Labour peer and former Foreign Office minister Baroness Kinnock has demanded an explanation of why the UK “facilitated meetings between the Eritrean government and a range of mining and investment companies”.
Lady Kinnock wanted to know if the government had been helping an administration she called “one of the most secretive and repressive regimes in the whole world”.
Foreign Office Minister Baroness Warsi admitted such a meeting was “not something I’m aware of” and said Lady Kinnock was “more well-informed than I am on this issue” but promised to write to her.

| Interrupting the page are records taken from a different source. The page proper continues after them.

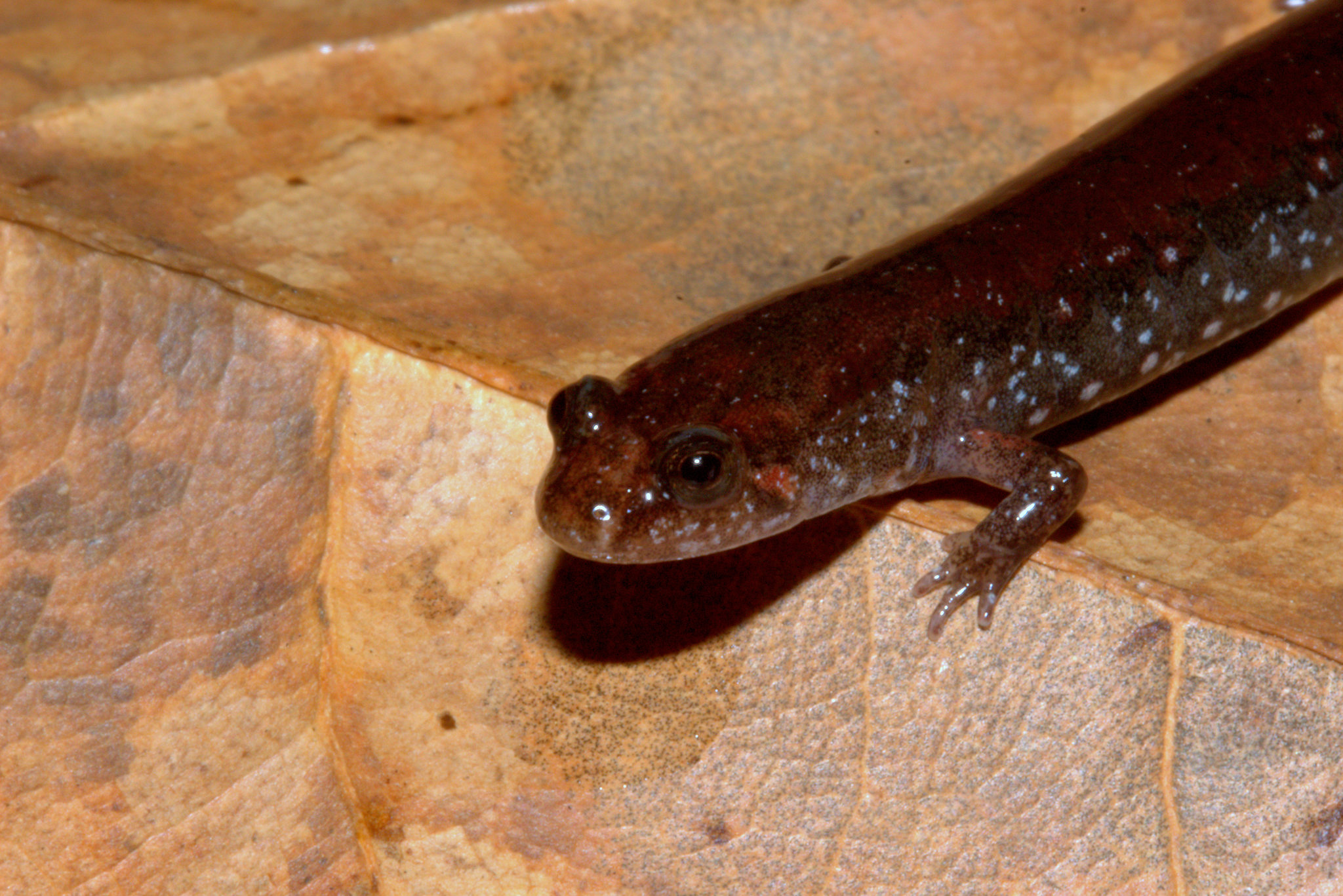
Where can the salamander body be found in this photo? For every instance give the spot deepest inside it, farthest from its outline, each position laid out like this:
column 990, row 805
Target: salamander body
column 1186, row 220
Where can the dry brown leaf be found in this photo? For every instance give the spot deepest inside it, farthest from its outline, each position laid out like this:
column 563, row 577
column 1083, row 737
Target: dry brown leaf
column 274, row 609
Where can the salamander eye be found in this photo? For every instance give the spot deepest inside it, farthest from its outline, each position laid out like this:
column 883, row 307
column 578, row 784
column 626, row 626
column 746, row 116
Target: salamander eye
column 702, row 467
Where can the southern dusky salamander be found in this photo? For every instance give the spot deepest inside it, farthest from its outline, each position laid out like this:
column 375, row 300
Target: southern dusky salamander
column 1193, row 215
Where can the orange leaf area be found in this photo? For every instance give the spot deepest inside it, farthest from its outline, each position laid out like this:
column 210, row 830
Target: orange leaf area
column 275, row 614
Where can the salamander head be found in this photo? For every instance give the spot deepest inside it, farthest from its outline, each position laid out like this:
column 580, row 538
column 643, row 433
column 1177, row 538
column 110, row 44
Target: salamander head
column 629, row 484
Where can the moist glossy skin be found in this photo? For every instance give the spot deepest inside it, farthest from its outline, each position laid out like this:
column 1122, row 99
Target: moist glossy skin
column 1185, row 221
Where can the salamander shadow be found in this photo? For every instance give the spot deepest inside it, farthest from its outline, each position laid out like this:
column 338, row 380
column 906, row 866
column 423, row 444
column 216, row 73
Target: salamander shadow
column 629, row 613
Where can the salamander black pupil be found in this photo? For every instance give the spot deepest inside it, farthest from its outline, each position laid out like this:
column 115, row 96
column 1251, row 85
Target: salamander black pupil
column 702, row 468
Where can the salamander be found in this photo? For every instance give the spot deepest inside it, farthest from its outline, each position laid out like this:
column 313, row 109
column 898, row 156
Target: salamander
column 1193, row 215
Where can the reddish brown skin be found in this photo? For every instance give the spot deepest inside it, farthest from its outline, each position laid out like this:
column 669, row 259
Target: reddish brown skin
column 1189, row 218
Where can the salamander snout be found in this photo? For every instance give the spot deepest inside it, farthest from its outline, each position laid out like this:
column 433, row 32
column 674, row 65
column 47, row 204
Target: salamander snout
column 580, row 410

The issue was first raised at questions on 30 January 2013 by Lib Dem Lord Chidgey, vice-chair of the all-party group on Africa.
Lord Chidgey said the appointment of Ethiopia’s new prime minister as chair of the African Union represented “shifting political ground” and an opportunity to “unlock the security stalemate” between Ethiopia and Eritrea.
The Bishop of Wakefield added it was a chance to “reset and promote regional reforms”.
Lady Warsi told peers the situation in Mali and Algeria “shows the importance of stable government” and stressed that Eritrea and Ethiopia “should continue to speak”.
There is a fragile peace in the one-party state of Eritrea following decades of fighting with Ethiopia and Yemen.
In late January, state television was temporarily taken off air when dissident soldiers reportedly stormed the ministry of information, calling for the implementation of the country’s 1997 constitution.
The Eritrean ambassador to South Africa told news agencies there was no sign of a coup.